Anyway this is the story: We have an 8 month old cocker spaniel puppy. Our family (myself, DH, DS7 and DS4) got her when she was ~7 weeks old. As a puppy she has been a nipper, never bad enough to hurt anyone. We've worked to eliminate that behavior, although she does "mouth" our hands still sometimes. About 2-3 months ago when she was around 5 months old, she bit my 4 year old on the cheek. The bite was not hard enough to break the skin, but his cheek got a small bruise on it. My DS4 was not bothering the dog, he was sitting next to her while she chewed on a bone, and I think he moved to get up and was bit. We looked up solutions online, and started to do things like not allow her on the couch (although admittedly we have not been completely consistent) in order to show the pup that the boys were dominant over her. Things had been going well without incident until Monday when she bit DS4 again. They were sitting beside each other (DS4 and the dog) and I think the dog went for something he had in his hand. DS4 was bit on the finger.

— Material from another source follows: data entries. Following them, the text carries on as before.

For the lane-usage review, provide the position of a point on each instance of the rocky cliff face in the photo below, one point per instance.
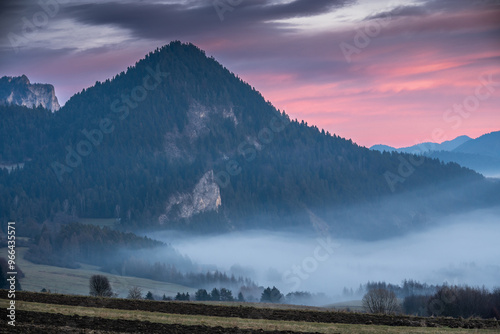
(19, 91)
(205, 197)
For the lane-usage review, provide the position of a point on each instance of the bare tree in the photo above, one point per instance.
(134, 293)
(100, 287)
(380, 301)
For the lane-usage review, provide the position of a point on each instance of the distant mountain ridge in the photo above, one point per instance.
(481, 154)
(421, 148)
(179, 142)
(19, 91)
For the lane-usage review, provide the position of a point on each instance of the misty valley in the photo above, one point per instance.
(197, 192)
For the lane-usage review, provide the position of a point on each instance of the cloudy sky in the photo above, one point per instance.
(377, 71)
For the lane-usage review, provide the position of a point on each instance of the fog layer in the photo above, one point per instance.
(462, 249)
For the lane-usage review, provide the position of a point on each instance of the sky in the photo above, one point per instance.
(377, 72)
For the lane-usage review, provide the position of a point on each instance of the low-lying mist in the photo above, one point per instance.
(461, 249)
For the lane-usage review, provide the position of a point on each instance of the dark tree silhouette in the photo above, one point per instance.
(271, 295)
(380, 301)
(100, 287)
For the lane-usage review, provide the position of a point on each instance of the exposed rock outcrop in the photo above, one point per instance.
(19, 91)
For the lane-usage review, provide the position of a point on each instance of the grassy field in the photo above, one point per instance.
(76, 281)
(229, 322)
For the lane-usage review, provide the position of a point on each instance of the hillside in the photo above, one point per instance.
(20, 91)
(178, 141)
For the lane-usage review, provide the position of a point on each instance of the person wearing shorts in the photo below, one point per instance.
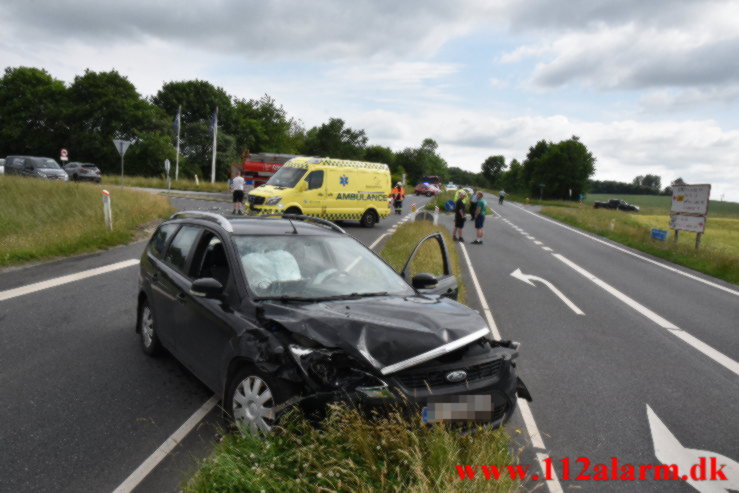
(460, 215)
(481, 207)
(237, 187)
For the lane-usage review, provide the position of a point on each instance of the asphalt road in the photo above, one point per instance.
(593, 375)
(82, 406)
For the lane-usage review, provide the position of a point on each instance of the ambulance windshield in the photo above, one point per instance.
(286, 177)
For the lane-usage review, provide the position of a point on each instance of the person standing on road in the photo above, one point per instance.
(480, 211)
(473, 203)
(237, 187)
(460, 215)
(398, 194)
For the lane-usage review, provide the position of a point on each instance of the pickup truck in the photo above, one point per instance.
(616, 204)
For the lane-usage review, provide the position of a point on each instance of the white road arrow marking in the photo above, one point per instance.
(669, 451)
(528, 278)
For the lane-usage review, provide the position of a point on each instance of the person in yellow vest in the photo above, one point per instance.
(398, 194)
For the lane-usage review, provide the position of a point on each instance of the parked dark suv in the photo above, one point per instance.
(271, 312)
(34, 167)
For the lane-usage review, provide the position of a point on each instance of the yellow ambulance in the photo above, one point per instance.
(332, 189)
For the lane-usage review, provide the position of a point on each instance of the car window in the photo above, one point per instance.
(159, 240)
(315, 179)
(179, 249)
(315, 266)
(210, 259)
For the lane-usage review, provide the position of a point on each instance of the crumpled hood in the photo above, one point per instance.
(380, 331)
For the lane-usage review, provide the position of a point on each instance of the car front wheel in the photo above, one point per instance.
(149, 339)
(252, 399)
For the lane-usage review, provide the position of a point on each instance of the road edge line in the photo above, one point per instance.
(691, 340)
(151, 462)
(528, 417)
(623, 249)
(59, 281)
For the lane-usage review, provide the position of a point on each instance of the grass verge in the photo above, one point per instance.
(346, 451)
(159, 182)
(718, 255)
(41, 219)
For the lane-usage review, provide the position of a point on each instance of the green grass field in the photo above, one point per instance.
(159, 182)
(656, 204)
(717, 256)
(40, 219)
(349, 452)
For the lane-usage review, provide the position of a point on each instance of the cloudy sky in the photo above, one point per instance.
(649, 86)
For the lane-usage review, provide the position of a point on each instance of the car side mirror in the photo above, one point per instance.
(424, 280)
(206, 287)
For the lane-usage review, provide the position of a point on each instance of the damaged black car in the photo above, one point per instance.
(275, 312)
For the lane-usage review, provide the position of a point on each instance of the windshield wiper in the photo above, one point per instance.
(350, 296)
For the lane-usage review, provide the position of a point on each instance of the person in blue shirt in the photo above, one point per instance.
(480, 210)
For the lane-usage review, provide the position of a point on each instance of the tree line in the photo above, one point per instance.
(40, 115)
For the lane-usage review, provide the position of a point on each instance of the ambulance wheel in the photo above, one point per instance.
(369, 219)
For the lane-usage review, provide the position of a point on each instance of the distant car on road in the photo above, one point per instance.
(618, 204)
(270, 312)
(35, 167)
(83, 172)
(427, 189)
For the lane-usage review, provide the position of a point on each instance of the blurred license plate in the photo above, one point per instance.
(458, 408)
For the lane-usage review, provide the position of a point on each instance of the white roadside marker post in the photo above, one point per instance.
(107, 211)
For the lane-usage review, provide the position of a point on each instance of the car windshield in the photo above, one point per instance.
(286, 177)
(314, 268)
(47, 164)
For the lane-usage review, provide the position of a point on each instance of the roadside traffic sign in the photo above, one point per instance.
(121, 145)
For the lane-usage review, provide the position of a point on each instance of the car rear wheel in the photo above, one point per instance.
(252, 399)
(368, 219)
(149, 339)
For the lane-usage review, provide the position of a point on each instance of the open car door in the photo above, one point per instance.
(444, 284)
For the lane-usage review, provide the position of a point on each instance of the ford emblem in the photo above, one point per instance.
(456, 376)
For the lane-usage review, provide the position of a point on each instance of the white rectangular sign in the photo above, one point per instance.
(694, 224)
(692, 199)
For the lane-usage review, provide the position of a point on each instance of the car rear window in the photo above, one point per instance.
(181, 245)
(160, 238)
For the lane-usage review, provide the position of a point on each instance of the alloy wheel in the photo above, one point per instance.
(252, 405)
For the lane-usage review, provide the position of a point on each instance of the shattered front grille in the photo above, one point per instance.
(437, 378)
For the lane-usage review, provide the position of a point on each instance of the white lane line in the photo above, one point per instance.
(165, 448)
(58, 281)
(377, 241)
(633, 254)
(528, 417)
(694, 342)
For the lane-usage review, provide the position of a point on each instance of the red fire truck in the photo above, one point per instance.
(259, 167)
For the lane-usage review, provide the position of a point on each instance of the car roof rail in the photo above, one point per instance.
(208, 216)
(300, 217)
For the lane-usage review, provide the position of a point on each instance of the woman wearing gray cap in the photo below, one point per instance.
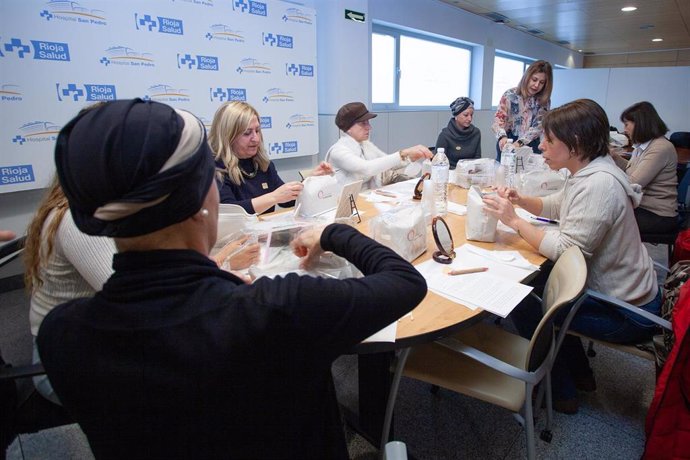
(461, 139)
(354, 157)
(175, 357)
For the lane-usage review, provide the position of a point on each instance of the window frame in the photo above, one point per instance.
(382, 29)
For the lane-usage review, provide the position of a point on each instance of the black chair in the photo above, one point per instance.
(22, 408)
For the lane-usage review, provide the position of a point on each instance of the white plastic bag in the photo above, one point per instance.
(540, 182)
(401, 229)
(320, 194)
(479, 225)
(479, 172)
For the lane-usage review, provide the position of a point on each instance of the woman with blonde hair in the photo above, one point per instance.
(249, 178)
(61, 264)
(521, 109)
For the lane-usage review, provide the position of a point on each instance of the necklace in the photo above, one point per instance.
(252, 174)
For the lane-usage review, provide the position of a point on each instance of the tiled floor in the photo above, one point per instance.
(610, 423)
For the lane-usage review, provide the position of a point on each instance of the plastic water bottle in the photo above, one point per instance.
(508, 162)
(440, 168)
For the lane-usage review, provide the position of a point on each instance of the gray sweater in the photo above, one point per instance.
(595, 209)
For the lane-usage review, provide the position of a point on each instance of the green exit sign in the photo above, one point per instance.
(354, 16)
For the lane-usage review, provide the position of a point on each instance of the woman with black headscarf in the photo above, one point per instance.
(461, 139)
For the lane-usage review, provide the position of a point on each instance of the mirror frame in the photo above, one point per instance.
(420, 186)
(442, 256)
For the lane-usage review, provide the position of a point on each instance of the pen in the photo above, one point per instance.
(466, 271)
(388, 194)
(544, 219)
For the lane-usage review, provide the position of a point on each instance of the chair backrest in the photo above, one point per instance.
(680, 139)
(566, 283)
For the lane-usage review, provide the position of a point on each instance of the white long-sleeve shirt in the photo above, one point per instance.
(595, 209)
(78, 266)
(354, 160)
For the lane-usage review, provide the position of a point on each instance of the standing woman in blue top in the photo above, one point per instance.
(521, 109)
(461, 139)
(249, 178)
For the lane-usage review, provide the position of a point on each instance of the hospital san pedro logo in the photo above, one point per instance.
(250, 7)
(299, 121)
(36, 49)
(16, 174)
(253, 66)
(220, 94)
(75, 12)
(278, 95)
(276, 40)
(166, 93)
(10, 93)
(36, 132)
(279, 148)
(125, 56)
(89, 92)
(197, 62)
(297, 15)
(159, 24)
(299, 70)
(196, 2)
(222, 32)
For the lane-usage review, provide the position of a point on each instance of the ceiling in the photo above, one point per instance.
(595, 26)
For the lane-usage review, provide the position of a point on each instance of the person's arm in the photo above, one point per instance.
(591, 211)
(350, 161)
(535, 129)
(330, 316)
(91, 256)
(503, 209)
(647, 168)
(501, 117)
(283, 195)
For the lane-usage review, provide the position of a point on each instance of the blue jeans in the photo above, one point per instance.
(593, 319)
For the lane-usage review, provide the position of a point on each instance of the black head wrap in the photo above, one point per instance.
(460, 105)
(131, 167)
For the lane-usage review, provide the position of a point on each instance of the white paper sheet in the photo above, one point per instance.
(497, 290)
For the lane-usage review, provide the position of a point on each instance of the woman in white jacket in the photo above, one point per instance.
(595, 212)
(354, 157)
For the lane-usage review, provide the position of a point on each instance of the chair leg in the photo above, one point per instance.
(529, 422)
(392, 395)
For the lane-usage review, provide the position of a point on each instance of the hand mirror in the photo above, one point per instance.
(420, 186)
(444, 241)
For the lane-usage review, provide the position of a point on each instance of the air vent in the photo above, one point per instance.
(497, 17)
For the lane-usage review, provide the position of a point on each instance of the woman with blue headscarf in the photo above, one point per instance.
(461, 139)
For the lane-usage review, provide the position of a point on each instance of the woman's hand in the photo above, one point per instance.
(238, 255)
(287, 192)
(307, 244)
(510, 194)
(415, 153)
(323, 169)
(501, 208)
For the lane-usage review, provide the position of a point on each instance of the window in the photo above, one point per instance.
(412, 70)
(508, 71)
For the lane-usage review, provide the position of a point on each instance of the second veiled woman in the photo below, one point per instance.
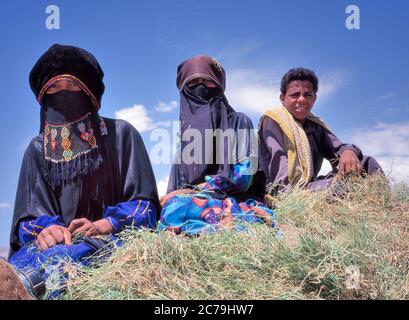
(216, 188)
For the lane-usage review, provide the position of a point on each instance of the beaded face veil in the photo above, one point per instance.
(70, 136)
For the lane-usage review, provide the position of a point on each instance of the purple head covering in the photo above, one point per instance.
(201, 114)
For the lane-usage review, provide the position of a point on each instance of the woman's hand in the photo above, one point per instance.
(83, 226)
(53, 235)
(166, 198)
(349, 162)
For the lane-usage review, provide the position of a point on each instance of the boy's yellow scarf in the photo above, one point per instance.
(300, 164)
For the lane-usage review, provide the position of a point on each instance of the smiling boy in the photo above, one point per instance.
(294, 141)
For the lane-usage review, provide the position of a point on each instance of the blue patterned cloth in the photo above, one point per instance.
(212, 206)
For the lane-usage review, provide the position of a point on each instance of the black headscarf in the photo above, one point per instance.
(202, 108)
(69, 120)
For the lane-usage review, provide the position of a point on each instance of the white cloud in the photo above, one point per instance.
(162, 185)
(252, 90)
(389, 145)
(166, 107)
(139, 118)
(383, 139)
(330, 83)
(5, 205)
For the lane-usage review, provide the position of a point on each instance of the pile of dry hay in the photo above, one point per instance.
(355, 246)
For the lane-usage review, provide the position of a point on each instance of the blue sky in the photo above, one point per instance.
(364, 73)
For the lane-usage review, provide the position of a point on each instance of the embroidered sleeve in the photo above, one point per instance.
(138, 213)
(30, 229)
(238, 181)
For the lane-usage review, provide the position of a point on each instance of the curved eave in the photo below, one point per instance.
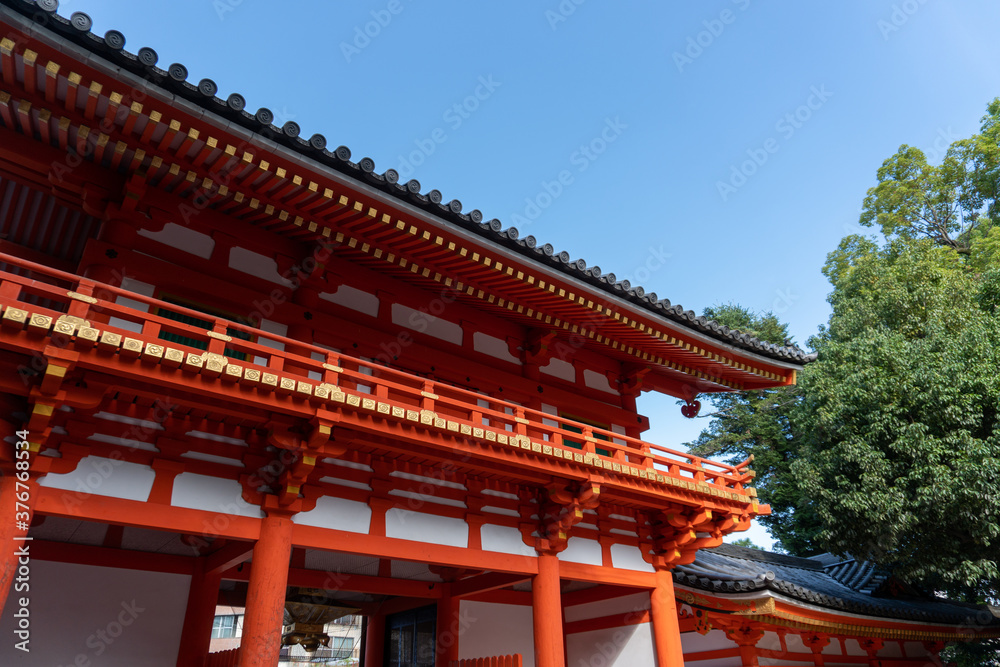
(680, 346)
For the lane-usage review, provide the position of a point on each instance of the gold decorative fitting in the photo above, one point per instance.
(88, 333)
(215, 363)
(153, 351)
(40, 323)
(15, 316)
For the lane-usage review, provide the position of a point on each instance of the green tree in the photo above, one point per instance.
(889, 448)
(760, 424)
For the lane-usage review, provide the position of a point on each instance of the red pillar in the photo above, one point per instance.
(261, 642)
(546, 608)
(10, 534)
(374, 640)
(196, 634)
(448, 628)
(666, 629)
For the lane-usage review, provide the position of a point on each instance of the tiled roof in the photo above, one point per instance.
(827, 581)
(173, 79)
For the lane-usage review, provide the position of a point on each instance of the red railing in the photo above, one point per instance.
(495, 661)
(228, 658)
(304, 362)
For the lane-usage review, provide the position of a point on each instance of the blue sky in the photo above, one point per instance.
(620, 132)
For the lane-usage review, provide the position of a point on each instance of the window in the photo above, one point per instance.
(224, 627)
(410, 638)
(341, 647)
(201, 324)
(576, 429)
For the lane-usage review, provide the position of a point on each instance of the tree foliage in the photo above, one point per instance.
(888, 449)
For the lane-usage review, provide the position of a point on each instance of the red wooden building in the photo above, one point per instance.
(239, 367)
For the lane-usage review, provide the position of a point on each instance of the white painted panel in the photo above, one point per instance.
(182, 238)
(426, 323)
(626, 604)
(422, 527)
(598, 381)
(493, 346)
(139, 287)
(213, 494)
(85, 615)
(255, 264)
(560, 369)
(104, 477)
(628, 557)
(694, 642)
(630, 646)
(352, 298)
(505, 539)
(770, 642)
(337, 514)
(580, 550)
(487, 630)
(854, 648)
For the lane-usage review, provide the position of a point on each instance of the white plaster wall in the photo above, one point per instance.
(352, 298)
(255, 264)
(493, 346)
(99, 616)
(560, 369)
(212, 494)
(627, 557)
(103, 477)
(637, 602)
(405, 316)
(581, 550)
(182, 238)
(488, 629)
(505, 539)
(430, 528)
(598, 381)
(631, 646)
(338, 514)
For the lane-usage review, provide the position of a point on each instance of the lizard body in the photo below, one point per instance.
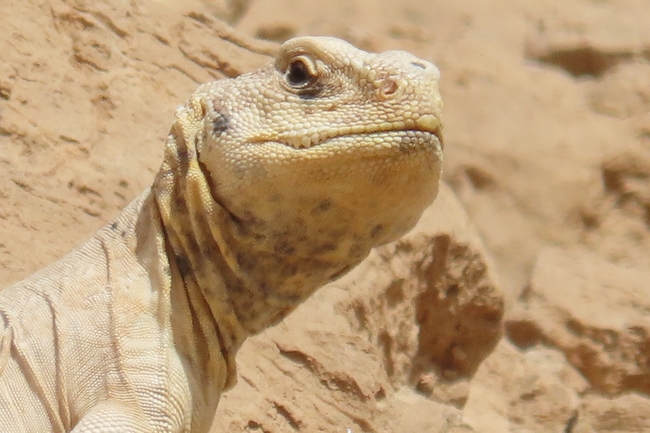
(272, 184)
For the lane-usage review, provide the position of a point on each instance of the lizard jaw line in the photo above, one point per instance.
(427, 123)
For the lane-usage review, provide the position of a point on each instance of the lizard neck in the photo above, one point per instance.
(247, 285)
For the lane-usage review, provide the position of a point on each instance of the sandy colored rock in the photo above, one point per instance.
(538, 153)
(514, 392)
(624, 414)
(366, 350)
(595, 312)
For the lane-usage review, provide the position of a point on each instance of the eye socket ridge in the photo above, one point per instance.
(301, 72)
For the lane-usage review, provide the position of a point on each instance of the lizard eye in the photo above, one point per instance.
(301, 72)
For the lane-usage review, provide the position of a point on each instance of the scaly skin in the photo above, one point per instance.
(273, 184)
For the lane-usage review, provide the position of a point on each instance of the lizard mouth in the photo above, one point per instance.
(425, 125)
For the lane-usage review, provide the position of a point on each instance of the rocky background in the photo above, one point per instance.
(520, 303)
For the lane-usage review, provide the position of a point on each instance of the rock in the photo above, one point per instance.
(520, 392)
(624, 414)
(595, 312)
(401, 334)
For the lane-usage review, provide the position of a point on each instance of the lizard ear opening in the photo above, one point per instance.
(300, 72)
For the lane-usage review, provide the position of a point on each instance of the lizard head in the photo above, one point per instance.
(328, 140)
(305, 165)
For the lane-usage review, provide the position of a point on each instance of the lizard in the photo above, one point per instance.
(272, 184)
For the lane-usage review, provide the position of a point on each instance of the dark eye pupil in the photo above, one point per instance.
(298, 73)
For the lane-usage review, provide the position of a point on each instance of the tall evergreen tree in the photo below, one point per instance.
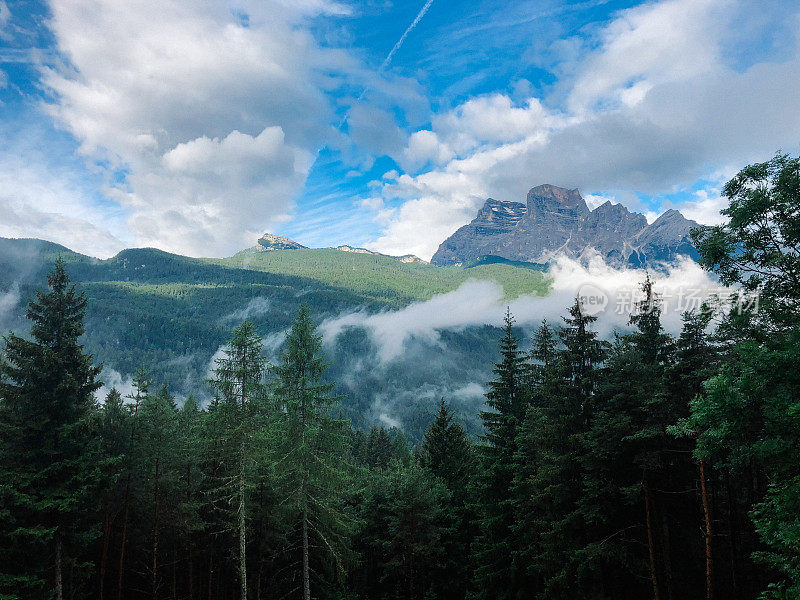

DH and I have since been discussing re-homeing her, but haven't decided yet what we'll do. The dog is very very sweet. She loves to be around us, loves to be pet and rolls right onto her back when she comes to us. DS7 and DS4 still love her and want to keep her, although I know DH and I have to make the best choice.

I'd love to get some opinions on this. Could professional training help break her of biting. I'm not sure the two incidents are bad enough to re-home her, but I worry about her doing it again.


I have a cocker mix, and we had to stop giving her bones, because she would snap if anyone came close. Our beagle is really bad about that, too. Your dog probably thought your DS was trying to grab the bone.

Our 3rd dog has been bad about "mouthing", too. We have not entirely broken her of the habit yet, but at least now she's not biting hard. We discourage the behavior every time ("NO BITE!"), and she stops, but we're still working on it.

I think you know what is best for you and for your dog. A home without small children would be a better fit. There is nothing in the world wrong with that.